“He has to be careful about his levels….”
Every summer, we head to the Adirondack mountains to work at the family forest my husband’s family has run for over 60 years. Since I am allergic to everything God has created in nature, I act as the chief cook as opposed to wandering around in the woods, measuring and counting trees. As the chef, I am often cooking meals for anywhere between eight to 20 people for any given meal. This means often taking into account not just my own food allergies but other people’s food restrictions as well.
This year, I needed to be careful about foods which would spike glucose levels for diabetics, so I was trying to avoid making a lot of cakes and cookies, and I opted instead for fruit desserts like a blueberry cobbler which I made with oat biscuits which used no sugar for either the blueberries or the biscuits.
This morning, however, I needed a dessert for a brunch and wanted something healthy but not necessarily a lot of work. At the store, I noticed that they had ripe Bartlett pears on sale, so I purchased those and set about making something for the brunch. As I googled, I noticed that the most common pear dessert is to poach them, but that required watching them on the stove and thickening syrups and such, all of which was too much work.
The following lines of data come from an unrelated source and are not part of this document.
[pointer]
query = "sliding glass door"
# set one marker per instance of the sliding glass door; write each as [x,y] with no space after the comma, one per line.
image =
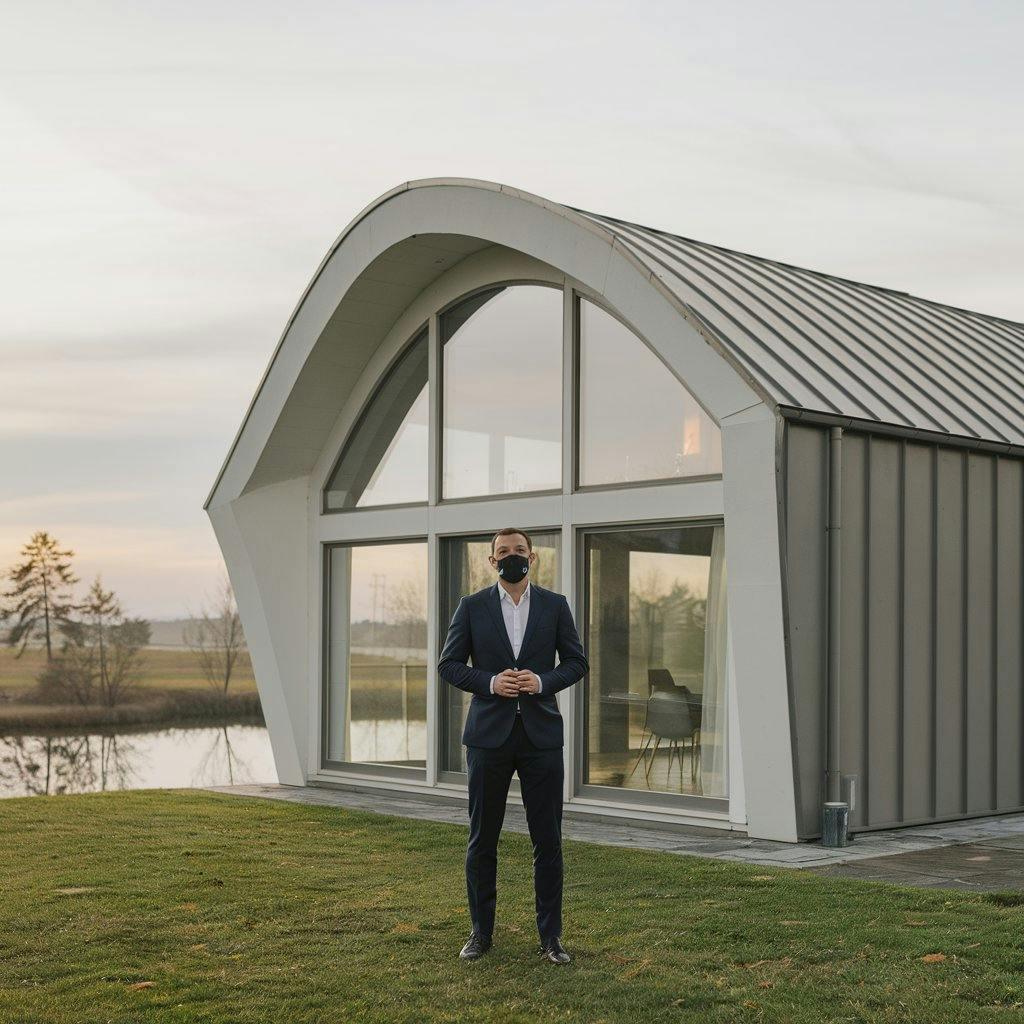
[376,707]
[654,700]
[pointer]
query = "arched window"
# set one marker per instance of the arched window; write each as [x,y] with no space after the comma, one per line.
[502,392]
[384,461]
[637,422]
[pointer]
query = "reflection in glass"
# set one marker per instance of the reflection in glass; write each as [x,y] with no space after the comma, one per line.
[502,392]
[655,636]
[637,422]
[465,569]
[377,657]
[384,461]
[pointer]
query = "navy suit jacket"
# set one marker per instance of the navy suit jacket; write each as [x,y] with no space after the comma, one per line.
[477,632]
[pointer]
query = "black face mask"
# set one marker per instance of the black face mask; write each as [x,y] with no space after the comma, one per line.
[512,568]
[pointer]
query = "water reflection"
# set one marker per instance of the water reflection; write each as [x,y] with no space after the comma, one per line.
[165,758]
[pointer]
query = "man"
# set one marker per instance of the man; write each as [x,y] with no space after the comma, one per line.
[512,630]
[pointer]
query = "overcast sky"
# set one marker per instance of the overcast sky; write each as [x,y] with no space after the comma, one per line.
[172,174]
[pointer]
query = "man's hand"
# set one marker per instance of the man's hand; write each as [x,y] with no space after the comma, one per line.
[526,680]
[507,683]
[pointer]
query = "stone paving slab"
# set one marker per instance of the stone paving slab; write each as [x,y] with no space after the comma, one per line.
[981,853]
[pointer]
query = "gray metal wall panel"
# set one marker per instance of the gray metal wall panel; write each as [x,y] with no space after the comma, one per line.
[949,635]
[932,655]
[1009,631]
[883,635]
[853,620]
[919,694]
[980,679]
[806,542]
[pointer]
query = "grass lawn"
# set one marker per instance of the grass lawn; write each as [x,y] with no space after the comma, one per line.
[176,905]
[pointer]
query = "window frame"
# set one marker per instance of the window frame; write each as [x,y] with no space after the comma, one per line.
[694,500]
[577,334]
[438,467]
[606,794]
[423,331]
[391,771]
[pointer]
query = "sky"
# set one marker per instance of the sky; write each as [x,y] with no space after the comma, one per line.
[171,175]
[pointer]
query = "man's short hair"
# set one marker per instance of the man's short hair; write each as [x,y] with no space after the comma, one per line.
[507,531]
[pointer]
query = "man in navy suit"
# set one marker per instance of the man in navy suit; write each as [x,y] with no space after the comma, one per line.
[511,631]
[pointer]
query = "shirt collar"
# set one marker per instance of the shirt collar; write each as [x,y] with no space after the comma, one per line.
[506,596]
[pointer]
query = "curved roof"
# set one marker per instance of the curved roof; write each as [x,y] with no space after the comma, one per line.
[826,344]
[797,339]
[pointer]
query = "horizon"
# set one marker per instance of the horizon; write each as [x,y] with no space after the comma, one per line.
[174,178]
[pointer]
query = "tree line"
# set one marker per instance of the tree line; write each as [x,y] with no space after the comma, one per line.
[99,657]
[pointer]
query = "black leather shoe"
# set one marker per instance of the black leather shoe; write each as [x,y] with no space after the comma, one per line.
[554,950]
[475,947]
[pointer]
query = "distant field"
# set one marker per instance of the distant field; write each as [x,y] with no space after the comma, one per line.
[164,669]
[171,689]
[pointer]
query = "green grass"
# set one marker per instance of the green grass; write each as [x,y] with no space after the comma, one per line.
[165,905]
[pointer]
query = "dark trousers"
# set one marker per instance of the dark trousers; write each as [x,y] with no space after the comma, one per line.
[541,775]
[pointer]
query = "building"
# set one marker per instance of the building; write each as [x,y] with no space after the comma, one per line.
[666,417]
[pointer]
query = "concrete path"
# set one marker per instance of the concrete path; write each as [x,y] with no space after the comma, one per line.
[984,854]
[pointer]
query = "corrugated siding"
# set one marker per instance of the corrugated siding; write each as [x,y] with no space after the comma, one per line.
[823,343]
[932,614]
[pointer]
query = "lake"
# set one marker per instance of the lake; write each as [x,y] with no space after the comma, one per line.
[167,757]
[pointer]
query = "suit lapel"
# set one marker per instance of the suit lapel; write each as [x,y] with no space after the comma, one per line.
[495,607]
[537,606]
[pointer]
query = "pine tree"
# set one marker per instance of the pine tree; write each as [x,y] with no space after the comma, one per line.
[39,597]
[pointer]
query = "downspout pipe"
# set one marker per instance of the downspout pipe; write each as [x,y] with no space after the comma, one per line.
[836,812]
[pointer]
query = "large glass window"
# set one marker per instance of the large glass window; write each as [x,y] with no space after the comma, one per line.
[377,654]
[384,461]
[637,422]
[655,637]
[502,392]
[465,569]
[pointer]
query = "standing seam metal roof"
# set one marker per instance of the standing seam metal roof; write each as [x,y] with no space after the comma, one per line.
[827,344]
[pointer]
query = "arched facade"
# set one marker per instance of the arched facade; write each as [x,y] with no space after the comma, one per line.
[383,449]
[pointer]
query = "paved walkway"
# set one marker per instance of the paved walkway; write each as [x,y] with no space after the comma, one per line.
[981,853]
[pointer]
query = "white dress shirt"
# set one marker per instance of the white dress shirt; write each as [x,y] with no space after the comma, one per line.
[515,616]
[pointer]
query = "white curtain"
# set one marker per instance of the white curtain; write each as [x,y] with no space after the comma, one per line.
[714,764]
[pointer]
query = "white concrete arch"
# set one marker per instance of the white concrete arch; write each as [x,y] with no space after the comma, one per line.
[464,213]
[367,291]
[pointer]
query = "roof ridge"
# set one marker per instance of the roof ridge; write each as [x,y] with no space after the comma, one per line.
[804,269]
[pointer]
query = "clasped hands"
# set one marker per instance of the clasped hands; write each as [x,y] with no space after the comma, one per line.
[512,682]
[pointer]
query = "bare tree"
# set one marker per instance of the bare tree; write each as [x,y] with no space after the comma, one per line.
[215,637]
[100,656]
[39,596]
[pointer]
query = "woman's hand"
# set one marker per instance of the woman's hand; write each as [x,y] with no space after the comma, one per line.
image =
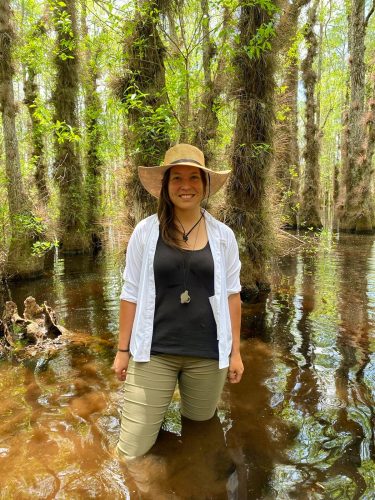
[120,365]
[236,368]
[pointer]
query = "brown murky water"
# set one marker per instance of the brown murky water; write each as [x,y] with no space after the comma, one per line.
[300,424]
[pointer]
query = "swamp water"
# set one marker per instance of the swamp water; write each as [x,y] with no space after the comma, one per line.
[299,425]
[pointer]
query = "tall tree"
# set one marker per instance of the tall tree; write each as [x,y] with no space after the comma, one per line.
[32,95]
[357,213]
[254,87]
[206,120]
[310,211]
[142,90]
[286,149]
[68,169]
[93,111]
[24,226]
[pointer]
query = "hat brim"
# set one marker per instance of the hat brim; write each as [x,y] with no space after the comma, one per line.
[151,177]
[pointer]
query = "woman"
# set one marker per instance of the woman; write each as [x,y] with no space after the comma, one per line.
[180,310]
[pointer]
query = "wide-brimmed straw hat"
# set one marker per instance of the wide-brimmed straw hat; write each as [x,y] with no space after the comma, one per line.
[181,155]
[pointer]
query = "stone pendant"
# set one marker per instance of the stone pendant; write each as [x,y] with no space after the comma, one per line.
[185,297]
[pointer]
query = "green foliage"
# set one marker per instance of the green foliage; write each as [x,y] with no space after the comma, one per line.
[39,248]
[30,223]
[261,42]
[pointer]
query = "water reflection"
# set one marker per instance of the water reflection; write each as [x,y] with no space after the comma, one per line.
[300,425]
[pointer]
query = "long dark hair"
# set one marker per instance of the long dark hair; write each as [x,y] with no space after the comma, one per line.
[169,231]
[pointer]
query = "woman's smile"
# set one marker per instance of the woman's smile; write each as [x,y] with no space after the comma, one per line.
[185,187]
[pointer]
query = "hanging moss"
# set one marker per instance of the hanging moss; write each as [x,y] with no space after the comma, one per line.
[310,213]
[21,262]
[142,91]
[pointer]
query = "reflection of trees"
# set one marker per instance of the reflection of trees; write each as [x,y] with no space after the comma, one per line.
[302,382]
[356,414]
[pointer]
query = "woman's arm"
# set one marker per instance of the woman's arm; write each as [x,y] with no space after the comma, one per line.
[236,367]
[127,314]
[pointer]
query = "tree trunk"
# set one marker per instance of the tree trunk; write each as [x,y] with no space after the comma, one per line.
[68,170]
[20,262]
[31,92]
[286,149]
[247,202]
[206,120]
[310,212]
[93,111]
[357,212]
[142,90]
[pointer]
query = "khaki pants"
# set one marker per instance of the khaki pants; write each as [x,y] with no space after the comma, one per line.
[149,388]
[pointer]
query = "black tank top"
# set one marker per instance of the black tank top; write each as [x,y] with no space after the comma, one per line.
[184,329]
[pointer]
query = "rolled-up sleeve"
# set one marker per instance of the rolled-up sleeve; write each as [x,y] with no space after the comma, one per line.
[233,266]
[133,266]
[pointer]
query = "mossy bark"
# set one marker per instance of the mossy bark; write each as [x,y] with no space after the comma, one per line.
[247,201]
[93,111]
[142,90]
[286,149]
[37,154]
[206,121]
[20,261]
[310,211]
[74,235]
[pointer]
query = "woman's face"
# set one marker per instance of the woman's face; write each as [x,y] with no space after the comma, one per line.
[185,187]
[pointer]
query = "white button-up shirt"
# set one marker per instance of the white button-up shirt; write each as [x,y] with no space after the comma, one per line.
[139,285]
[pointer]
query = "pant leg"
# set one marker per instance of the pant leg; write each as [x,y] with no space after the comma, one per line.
[201,383]
[149,389]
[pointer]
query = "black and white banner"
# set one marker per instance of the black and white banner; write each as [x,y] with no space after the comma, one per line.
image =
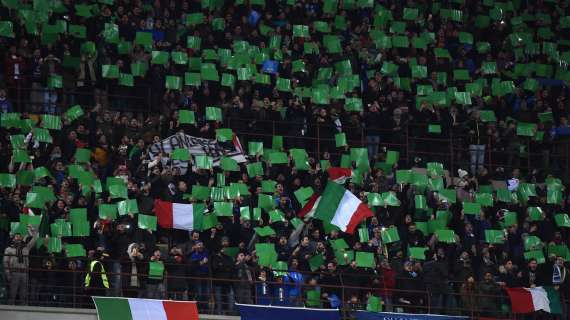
[197,146]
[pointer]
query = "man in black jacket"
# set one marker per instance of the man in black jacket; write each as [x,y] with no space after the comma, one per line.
[435,276]
[407,285]
[222,269]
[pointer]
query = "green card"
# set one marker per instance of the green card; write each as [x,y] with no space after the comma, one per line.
[51,122]
[494,236]
[173,82]
[74,113]
[484,199]
[213,114]
[223,209]
[147,222]
[447,236]
[562,220]
[340,139]
[471,208]
[303,194]
[129,206]
[315,262]
[417,253]
[7,180]
[181,154]
[390,235]
[108,211]
[255,148]
[536,254]
[365,259]
[186,117]
[266,254]
[82,155]
[204,162]
[278,158]
[74,250]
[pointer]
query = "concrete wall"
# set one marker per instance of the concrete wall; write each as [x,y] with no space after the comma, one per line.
[43,313]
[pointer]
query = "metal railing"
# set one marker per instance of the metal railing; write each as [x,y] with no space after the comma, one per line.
[30,96]
[65,288]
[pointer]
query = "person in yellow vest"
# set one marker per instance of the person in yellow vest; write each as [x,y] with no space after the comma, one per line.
[96,280]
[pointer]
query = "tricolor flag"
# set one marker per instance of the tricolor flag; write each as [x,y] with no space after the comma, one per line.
[308,210]
[179,215]
[339,175]
[112,308]
[341,208]
[527,300]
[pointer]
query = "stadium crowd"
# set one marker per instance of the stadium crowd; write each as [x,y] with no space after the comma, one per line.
[356,76]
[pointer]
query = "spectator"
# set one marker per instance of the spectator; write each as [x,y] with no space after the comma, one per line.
[133,272]
[436,277]
[490,293]
[468,293]
[408,285]
[5,104]
[222,266]
[245,277]
[155,283]
[16,264]
[200,271]
[176,273]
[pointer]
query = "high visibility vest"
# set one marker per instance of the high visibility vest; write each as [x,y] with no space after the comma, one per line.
[103,274]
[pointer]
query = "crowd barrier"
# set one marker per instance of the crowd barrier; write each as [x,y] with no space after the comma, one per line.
[65,288]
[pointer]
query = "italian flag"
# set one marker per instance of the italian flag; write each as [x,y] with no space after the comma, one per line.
[178,215]
[308,211]
[112,308]
[339,175]
[341,208]
[527,300]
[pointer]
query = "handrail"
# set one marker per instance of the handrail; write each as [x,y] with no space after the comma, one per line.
[76,296]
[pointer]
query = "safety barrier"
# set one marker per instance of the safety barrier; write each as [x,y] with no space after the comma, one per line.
[217,296]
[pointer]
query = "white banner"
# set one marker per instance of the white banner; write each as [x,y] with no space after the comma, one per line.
[197,146]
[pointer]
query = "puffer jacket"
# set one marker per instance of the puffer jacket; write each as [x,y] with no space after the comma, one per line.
[14,263]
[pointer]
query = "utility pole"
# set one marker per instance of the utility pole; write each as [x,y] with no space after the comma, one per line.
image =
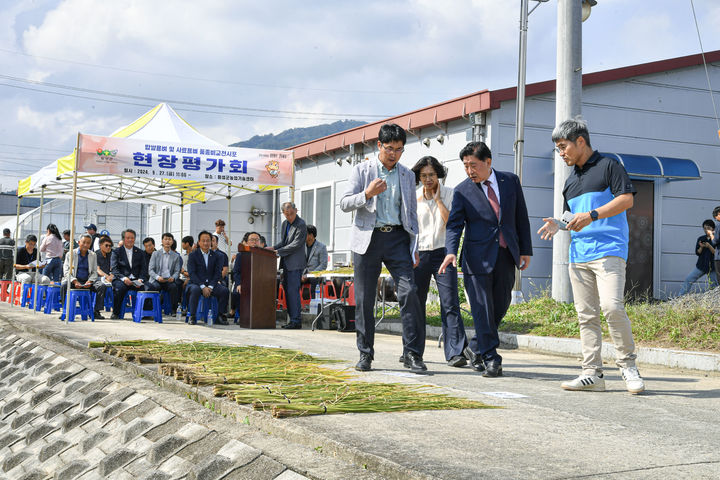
[568,95]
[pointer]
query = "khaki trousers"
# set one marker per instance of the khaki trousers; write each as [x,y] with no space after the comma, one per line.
[598,286]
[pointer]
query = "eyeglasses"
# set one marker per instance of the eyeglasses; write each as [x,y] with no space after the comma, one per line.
[561,148]
[393,150]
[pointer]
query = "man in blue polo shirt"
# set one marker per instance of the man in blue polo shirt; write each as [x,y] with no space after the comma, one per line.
[597,193]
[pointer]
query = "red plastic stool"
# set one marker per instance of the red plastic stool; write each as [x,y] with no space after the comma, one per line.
[348,293]
[5,290]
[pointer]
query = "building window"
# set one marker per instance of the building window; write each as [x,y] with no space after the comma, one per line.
[316,208]
[165,219]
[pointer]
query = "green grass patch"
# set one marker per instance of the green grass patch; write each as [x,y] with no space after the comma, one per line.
[691,322]
[287,383]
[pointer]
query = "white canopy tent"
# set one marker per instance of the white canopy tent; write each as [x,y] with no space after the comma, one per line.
[65,177]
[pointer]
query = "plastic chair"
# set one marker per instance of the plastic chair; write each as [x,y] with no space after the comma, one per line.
[204,306]
[80,304]
[18,292]
[26,294]
[5,290]
[305,295]
[166,305]
[281,303]
[329,291]
[52,299]
[348,293]
[108,298]
[41,298]
[154,311]
[129,302]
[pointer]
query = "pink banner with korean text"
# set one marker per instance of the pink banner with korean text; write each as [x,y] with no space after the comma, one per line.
[208,163]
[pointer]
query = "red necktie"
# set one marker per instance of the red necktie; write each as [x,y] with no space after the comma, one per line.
[496,207]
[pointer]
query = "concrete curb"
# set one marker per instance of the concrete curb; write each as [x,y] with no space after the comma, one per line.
[261,420]
[682,359]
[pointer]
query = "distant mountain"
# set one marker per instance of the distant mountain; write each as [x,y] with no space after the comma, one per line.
[295,136]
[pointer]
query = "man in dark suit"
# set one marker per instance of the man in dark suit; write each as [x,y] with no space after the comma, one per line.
[490,206]
[291,250]
[205,268]
[129,268]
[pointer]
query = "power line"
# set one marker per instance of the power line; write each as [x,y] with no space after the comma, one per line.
[181,102]
[145,105]
[31,146]
[707,75]
[213,80]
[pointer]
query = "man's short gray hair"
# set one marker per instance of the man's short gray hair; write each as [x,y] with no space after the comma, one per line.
[571,130]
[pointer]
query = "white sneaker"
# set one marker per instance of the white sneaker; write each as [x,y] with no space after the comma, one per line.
[592,383]
[633,380]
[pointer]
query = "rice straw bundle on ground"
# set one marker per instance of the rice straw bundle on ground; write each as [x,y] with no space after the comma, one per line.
[287,383]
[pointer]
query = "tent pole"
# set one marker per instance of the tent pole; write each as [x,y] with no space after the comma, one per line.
[72,233]
[37,271]
[12,285]
[182,215]
[229,234]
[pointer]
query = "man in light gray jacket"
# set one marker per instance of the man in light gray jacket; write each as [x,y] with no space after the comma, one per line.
[382,194]
[164,270]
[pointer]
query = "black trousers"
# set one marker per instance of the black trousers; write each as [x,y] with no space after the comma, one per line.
[170,287]
[490,297]
[453,329]
[393,249]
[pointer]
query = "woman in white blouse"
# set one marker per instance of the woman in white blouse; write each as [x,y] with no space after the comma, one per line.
[433,208]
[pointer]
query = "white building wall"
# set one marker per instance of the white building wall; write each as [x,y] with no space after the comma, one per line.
[666,114]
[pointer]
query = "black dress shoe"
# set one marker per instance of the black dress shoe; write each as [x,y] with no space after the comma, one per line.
[493,368]
[478,365]
[414,362]
[364,365]
[457,361]
[470,355]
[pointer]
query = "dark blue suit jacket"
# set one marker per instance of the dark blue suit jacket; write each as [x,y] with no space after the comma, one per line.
[471,210]
[120,268]
[201,275]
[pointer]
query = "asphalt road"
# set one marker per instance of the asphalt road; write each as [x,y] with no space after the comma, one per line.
[542,431]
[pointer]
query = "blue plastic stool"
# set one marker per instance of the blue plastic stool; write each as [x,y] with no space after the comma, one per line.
[26,294]
[108,298]
[129,302]
[167,307]
[42,292]
[52,299]
[154,311]
[204,305]
[84,309]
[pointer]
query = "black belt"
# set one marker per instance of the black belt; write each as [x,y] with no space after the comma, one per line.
[389,228]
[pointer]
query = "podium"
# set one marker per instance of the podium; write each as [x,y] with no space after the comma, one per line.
[258,268]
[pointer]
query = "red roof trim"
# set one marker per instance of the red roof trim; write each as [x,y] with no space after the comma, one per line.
[482,101]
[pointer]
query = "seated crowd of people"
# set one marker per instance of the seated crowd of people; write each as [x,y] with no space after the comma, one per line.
[201,267]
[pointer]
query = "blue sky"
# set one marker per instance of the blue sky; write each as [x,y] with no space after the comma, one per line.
[307,62]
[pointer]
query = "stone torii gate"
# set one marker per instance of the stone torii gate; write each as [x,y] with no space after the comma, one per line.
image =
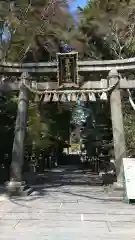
[80,77]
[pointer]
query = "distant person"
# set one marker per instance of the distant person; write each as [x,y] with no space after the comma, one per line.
[65,47]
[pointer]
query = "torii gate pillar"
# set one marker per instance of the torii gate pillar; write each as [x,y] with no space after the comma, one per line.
[117,126]
[15,184]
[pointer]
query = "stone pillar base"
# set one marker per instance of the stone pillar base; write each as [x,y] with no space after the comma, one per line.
[15,188]
[118,186]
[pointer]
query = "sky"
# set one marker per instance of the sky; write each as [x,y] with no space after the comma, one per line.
[75,3]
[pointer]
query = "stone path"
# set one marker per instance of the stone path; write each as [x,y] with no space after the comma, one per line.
[66,212]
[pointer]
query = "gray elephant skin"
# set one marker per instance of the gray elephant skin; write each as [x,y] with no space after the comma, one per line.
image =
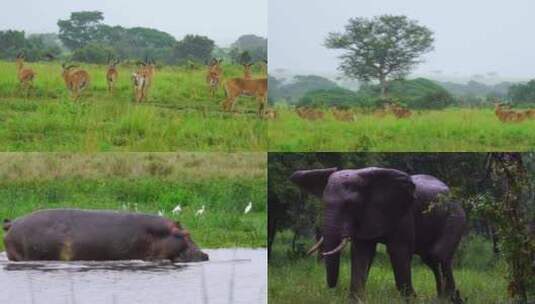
[409,214]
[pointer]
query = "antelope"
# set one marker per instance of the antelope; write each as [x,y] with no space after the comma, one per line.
[343,115]
[247,70]
[309,114]
[213,77]
[75,79]
[509,115]
[142,79]
[263,67]
[25,75]
[112,75]
[270,114]
[237,87]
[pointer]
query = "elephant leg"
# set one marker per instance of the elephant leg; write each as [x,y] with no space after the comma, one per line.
[362,254]
[400,257]
[439,278]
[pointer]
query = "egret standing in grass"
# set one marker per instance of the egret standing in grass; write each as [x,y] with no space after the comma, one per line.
[248,208]
[200,211]
[177,209]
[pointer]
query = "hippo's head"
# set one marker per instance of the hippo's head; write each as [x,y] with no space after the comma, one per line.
[181,248]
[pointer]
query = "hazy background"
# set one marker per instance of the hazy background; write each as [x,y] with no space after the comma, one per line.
[483,40]
[222,21]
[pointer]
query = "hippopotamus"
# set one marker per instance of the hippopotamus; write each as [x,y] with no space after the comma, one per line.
[97,235]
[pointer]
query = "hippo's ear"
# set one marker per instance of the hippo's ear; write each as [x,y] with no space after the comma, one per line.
[312,181]
[7,224]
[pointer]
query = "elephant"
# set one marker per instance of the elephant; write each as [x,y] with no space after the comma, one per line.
[379,205]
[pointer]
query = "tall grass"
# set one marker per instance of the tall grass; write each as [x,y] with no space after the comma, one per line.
[179,114]
[146,183]
[471,130]
[302,280]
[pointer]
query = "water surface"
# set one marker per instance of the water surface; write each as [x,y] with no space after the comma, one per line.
[231,276]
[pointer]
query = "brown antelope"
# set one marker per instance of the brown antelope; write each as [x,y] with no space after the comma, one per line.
[75,79]
[343,115]
[247,70]
[508,115]
[237,87]
[142,79]
[270,114]
[112,74]
[263,67]
[25,75]
[213,77]
[309,113]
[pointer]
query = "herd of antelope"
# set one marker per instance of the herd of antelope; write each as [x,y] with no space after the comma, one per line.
[506,114]
[77,80]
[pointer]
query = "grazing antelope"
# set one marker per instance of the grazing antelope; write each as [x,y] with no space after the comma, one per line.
[271,114]
[343,115]
[309,114]
[247,70]
[25,75]
[213,77]
[508,115]
[237,87]
[142,79]
[112,74]
[263,67]
[75,79]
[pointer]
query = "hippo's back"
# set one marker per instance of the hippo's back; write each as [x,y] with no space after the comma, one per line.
[73,234]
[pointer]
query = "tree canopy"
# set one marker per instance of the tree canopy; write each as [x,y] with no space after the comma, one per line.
[382,48]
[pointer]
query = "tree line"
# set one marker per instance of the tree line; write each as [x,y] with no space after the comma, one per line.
[85,37]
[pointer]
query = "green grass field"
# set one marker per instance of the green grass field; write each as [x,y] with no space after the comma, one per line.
[470,130]
[480,279]
[148,183]
[178,116]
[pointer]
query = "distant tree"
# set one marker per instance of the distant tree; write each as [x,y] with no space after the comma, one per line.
[193,48]
[80,29]
[382,48]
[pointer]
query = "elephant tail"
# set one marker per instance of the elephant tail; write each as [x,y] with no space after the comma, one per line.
[7,225]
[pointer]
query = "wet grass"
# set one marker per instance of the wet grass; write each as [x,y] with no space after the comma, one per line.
[179,115]
[450,130]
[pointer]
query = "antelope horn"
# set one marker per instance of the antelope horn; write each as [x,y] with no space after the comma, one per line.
[337,249]
[315,247]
So, I decided that I’d simply bake them with a little bit of cinnamon and honey and whole rolled oats. The result was a nice, light dessert, which was perfect for the brunch and well received. One person said that she didn’t usually like pears but liked the dessert. So, I call that a success.
8 ripe Bartlett pears
2 tbsp honey
2 tbsp hot water
1/2 tsp cinnamon
1/2 tsp nutmeg
1/2 tsp very finely chopped ginger, almost like a paste
1/2 cup gluten free whole rolled oats
1/2 tsp cinnamon
1/4 tsp cloves
1 tbsp vegan soy free butter, melted
- Preheat the oven to 350 degrees.
- Cut pears in half, remove stems by pulling them down the middle to remove the hard core, and then core out the center seeds. (I just use a small spoon.)
- Lay the pears in one or two pans, which are large enough to hold them.
- Mix together the honey, hot water, cinnamon, nutmeg and ginger until well blended. Drizzle over the pears.
- Combine the oats with the cinnamon, cloves and melted vegan butter. Spoon them evenly into the holes left by coring out the seeds.
- Bake in the preheated oven for 15 to 30 minutes (will depend on the ripeness of your pears) until the pears are golden and warm.
- You can eat them as is or serve them with ice cream or whipped cream.